Tens of thousands of workers to strike across VW's German plants
Workers of Europe's largest carmaker Volkswagen AG gather during pay-rise protests on the grounds of VW’s main plant in Wolfsburg, Germany on Monday. — Reuters
Workers at nine Volkswagen car and component plants across Germany started two-hour strikes on Monday, bringing assembly lines to a halt as labour and management clash over the future of Europe's biggest carmaker.
Workers on their morning shifts went on strike for two hours, while those on evening shift plan to leave work early in protest at the carmaker's demands, which include a 10 per cent wage cut.
Volkswagen has threatened to close plants in Germany for the first time in its 87-year history, saying it needs to reduce costs and boost profit as European carmakers struggle with weak demand, high production costs, competition from Chinese rivals and a slower-than-expected electric vehicle transition.
At Volkswagen's main plant in Wolfsburg, which employs 70,000 people, a two-hour strike means several hundred cars, including the iconic Golf, cannot be built, union sources said.
An agreement not to stage walkouts ended on Saturday, enabling industrial action across VW AG's German plants.
In addition to Wolfsburg and Hanover, which employs a further 14,000 staff, plants affected include Zwickau, VW's EV-only plant, where workers will strike on Monday and Tuesday.
The crisis at Europe's largest carmaker has hit Germany at a time of economic uncertainty and domestic political upheaval, as well as wider turmoil among the region's automakers.
Stellantis Chief Executive Carlos Tavares resigned abruptly on Sunday after the group lost around 40 per cent of its value this year.
The VW strikes, which could escalate into 24-hour or unlimited stoppages unless a deal is struck in the next round of wage negotiations, will reduce Volkswagen's output, adding to the impact of declining deliveries and plunging profit.
"How long and how intensive this confrontation needs to be is Volkswagen's responsibility at the negotiating table," Thorsten Groeger, who leads negotiations on behalf of the IG Metall union, said.
"Anyone who ignores the workforce is playing with fire - and we know how to turn sparks into flames," he added.
Red lines for workers
Daniela Cavallo, head of Volkswagen's works council, reiterated that Volkswagen's biggest shareholders, which apart from Lower Saxony include a holding firm controlled by the Porsche and Piech families, may also have to make sacrifices with regard to the annual dividend.
She did not elaborate what that would entail.
Cavallo said the fourth round of negotiations scheduled for Dec. 9 would either result in both sides finding common ground or an escalation.
"Unfortunately, the signals recently sent by management are not really encouraging," she said, adding plant closures, mass layoffs and cuts to existing wages were red lines for workers.

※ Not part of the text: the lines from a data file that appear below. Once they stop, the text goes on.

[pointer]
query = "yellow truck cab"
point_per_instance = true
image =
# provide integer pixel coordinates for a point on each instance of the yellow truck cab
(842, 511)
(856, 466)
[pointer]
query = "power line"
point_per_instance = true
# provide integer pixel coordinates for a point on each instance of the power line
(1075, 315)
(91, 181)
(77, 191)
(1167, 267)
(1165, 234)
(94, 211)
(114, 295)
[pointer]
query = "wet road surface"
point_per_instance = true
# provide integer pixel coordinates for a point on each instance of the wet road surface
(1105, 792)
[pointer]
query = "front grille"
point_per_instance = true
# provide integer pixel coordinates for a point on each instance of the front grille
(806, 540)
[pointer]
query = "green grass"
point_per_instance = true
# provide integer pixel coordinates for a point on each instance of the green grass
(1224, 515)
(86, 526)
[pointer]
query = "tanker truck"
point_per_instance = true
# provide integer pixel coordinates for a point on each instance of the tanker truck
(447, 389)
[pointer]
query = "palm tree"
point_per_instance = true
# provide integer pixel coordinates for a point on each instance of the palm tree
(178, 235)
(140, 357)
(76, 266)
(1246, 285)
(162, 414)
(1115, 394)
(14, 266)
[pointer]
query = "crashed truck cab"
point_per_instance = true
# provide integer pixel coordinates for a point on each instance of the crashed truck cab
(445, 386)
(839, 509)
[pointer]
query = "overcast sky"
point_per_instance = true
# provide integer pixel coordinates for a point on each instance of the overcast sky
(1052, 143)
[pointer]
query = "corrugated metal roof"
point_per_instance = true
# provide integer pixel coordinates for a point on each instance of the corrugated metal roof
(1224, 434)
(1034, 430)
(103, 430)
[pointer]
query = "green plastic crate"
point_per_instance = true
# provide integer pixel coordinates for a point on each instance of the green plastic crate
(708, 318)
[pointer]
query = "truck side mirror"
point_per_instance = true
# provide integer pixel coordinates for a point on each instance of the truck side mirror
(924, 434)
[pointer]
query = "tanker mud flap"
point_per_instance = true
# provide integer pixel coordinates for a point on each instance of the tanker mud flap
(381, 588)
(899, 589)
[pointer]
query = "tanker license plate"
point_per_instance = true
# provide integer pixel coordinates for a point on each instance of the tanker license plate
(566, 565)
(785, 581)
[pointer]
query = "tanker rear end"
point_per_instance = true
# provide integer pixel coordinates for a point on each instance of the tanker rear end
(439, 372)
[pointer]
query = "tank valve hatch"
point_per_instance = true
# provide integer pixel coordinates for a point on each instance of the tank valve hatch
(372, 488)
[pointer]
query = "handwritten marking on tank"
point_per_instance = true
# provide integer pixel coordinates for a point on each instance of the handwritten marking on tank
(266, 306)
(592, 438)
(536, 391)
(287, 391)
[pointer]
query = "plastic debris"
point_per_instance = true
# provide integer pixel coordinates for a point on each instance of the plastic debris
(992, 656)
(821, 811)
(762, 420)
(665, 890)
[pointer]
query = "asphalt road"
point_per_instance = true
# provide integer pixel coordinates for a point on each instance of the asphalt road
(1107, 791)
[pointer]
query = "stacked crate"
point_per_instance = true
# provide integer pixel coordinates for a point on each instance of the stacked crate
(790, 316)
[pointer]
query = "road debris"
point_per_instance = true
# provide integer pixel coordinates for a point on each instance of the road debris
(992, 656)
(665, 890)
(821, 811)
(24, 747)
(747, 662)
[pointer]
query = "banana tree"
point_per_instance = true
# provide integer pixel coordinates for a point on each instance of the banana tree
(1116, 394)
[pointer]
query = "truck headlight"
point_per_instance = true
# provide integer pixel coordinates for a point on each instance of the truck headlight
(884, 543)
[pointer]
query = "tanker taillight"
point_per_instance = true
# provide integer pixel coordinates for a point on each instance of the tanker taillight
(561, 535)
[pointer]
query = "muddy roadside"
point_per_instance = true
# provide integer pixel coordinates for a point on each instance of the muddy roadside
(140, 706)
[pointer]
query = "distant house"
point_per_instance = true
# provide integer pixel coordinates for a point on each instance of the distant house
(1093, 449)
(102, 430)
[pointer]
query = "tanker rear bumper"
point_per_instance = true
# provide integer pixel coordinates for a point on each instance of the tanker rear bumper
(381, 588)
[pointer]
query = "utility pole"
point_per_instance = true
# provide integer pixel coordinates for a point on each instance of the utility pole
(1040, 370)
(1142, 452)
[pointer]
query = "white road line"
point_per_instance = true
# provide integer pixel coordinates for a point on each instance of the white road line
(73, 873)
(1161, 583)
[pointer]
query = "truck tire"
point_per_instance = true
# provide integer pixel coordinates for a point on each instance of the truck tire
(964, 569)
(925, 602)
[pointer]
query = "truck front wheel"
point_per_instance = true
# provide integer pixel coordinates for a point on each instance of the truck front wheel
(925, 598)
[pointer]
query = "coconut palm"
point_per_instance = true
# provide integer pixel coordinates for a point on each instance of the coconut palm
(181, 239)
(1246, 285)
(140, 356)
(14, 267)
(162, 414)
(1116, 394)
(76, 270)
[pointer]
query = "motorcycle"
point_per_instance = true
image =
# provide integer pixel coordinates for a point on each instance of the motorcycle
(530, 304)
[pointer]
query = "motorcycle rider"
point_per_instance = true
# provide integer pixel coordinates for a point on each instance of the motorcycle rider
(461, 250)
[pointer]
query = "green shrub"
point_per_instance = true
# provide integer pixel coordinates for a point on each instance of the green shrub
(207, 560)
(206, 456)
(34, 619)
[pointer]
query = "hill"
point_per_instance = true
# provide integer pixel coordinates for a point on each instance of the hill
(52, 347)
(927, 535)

A Volkswagen spokesperson said the carmaker respected the workers' right to strike and had taken steps to ensure a basic level of supplies to customers and minimise the strike's impact.

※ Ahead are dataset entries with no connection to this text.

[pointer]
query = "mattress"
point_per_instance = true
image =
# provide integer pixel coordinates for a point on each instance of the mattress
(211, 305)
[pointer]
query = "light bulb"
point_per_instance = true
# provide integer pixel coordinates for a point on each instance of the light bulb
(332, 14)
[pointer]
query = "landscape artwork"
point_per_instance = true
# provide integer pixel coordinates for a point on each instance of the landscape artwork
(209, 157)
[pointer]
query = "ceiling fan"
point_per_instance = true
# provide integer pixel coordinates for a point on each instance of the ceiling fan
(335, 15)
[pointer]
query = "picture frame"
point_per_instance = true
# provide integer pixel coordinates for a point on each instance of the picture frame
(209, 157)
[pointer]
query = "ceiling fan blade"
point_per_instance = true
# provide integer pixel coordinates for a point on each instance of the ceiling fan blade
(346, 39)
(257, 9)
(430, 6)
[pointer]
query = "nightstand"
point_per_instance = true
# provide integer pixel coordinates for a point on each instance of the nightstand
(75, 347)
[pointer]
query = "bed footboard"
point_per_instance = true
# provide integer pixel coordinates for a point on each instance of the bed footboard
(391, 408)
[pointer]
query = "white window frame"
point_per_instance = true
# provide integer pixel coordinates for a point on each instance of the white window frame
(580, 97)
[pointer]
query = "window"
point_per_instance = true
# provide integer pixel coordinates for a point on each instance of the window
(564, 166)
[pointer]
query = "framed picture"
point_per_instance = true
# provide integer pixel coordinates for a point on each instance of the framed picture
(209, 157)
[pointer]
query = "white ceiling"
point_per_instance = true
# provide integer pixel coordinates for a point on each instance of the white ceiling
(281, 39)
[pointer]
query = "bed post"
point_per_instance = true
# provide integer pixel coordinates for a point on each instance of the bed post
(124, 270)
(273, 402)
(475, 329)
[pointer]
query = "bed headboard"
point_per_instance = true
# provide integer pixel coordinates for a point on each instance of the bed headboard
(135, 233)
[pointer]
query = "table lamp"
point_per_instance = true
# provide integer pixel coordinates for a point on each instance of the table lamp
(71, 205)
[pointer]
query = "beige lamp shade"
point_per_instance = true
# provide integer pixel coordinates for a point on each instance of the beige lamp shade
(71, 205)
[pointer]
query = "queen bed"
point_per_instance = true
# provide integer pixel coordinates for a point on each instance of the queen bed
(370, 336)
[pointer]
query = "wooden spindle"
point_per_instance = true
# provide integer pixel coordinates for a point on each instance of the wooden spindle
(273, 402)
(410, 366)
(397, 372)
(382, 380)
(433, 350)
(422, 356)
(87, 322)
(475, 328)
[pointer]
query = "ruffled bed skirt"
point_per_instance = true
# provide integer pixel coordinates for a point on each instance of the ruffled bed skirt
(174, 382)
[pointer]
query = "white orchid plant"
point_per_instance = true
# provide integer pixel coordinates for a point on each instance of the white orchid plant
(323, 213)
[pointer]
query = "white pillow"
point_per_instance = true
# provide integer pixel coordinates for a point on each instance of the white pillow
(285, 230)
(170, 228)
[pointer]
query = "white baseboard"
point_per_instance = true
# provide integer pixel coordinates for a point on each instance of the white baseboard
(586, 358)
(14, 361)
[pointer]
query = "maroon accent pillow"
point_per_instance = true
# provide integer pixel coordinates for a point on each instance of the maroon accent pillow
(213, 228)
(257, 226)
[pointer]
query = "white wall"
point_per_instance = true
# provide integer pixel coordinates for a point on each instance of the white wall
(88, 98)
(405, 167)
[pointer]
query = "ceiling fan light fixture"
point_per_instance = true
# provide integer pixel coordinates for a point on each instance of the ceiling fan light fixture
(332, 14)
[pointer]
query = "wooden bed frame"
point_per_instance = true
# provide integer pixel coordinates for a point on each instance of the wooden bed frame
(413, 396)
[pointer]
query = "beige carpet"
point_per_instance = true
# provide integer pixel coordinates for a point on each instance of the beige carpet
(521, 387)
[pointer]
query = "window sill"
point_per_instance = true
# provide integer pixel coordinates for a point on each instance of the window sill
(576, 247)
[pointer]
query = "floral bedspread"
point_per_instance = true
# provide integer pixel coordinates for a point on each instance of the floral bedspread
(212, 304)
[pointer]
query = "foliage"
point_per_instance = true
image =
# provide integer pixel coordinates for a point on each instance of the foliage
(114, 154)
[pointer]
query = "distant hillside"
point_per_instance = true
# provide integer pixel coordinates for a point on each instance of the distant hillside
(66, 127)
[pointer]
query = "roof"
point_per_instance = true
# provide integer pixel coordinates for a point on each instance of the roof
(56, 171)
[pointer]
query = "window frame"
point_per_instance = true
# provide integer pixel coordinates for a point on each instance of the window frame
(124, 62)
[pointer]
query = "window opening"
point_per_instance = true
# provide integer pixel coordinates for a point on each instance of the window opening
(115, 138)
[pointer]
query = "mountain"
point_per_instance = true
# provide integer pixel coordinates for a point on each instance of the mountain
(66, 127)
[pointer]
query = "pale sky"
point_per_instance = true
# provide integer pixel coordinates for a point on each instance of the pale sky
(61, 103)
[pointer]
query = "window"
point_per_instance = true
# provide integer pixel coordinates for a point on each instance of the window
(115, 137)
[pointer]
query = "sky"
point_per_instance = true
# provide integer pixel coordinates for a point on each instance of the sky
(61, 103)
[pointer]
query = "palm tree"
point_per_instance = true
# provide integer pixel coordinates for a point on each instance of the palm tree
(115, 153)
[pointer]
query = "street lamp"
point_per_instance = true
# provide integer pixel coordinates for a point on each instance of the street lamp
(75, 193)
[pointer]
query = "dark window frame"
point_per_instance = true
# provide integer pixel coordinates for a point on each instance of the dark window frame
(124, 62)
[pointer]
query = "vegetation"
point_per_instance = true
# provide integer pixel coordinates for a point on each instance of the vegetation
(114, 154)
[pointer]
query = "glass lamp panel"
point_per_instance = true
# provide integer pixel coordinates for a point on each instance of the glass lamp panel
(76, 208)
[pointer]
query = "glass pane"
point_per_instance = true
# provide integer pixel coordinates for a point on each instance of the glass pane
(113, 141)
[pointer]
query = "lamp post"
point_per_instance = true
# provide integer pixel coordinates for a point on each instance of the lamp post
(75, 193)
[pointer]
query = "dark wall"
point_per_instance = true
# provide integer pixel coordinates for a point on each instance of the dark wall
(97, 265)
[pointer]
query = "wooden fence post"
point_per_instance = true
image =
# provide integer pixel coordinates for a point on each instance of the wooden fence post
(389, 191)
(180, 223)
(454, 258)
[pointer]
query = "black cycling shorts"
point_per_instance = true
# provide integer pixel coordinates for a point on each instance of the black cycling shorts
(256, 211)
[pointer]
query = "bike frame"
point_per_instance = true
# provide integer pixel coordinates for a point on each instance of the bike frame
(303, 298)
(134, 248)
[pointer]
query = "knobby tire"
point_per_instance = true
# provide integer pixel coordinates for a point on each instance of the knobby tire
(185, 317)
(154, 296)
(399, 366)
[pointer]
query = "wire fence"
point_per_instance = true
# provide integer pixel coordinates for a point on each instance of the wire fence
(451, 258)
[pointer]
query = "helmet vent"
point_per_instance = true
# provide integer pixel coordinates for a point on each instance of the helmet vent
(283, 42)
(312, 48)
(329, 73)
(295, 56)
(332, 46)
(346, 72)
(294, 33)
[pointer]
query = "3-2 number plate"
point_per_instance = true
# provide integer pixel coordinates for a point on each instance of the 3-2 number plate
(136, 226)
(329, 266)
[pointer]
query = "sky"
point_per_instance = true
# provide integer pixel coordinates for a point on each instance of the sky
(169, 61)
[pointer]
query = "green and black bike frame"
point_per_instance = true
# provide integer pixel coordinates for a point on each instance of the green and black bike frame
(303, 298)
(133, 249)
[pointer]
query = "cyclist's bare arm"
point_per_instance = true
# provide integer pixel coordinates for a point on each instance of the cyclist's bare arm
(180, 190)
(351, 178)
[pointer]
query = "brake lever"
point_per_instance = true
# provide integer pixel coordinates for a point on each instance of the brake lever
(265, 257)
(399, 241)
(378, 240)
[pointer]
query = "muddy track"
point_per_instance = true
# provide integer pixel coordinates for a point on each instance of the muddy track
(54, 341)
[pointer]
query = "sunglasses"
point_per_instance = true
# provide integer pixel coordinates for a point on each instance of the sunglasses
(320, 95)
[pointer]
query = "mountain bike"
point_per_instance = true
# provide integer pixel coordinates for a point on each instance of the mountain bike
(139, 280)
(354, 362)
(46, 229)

The union last week proposed measures it said would save 1.5 billion euros ($1.6 billion), including forgoing bonuses for 2025 and 2026, which management dismissed as unrealistic and delaying the inevitable.
In a speech to workers assembled on a square in Hanover on Monday, union representative Sascha Dudzik condemned management for making workers pay for what he said were executives’ mistakes, from the diesel emissions scandal to falling behind more innovative competitors in China.
“We did not make these decisions - the millionaires at the top of VW did,” he said.
Workers marched in Hanover, blowing whistles, holding flags and signs and accompanied by a four-piece band.
“We are told we are more expensive than workers in Bratislava (Slovakia), (and) in China. I’d like to know how managements’ salaries compare,” said Stavros Christidis, works council chief at the Hanover plant.
Lucia Heim, a worker at VW's Hanover plant taking part in Monday's strike, also criticised what she saw as management injustice.
"It's a twisted world: in football, trainers quit if they're not winning the game. At VW, it's the other way around. Players are being punished," she said.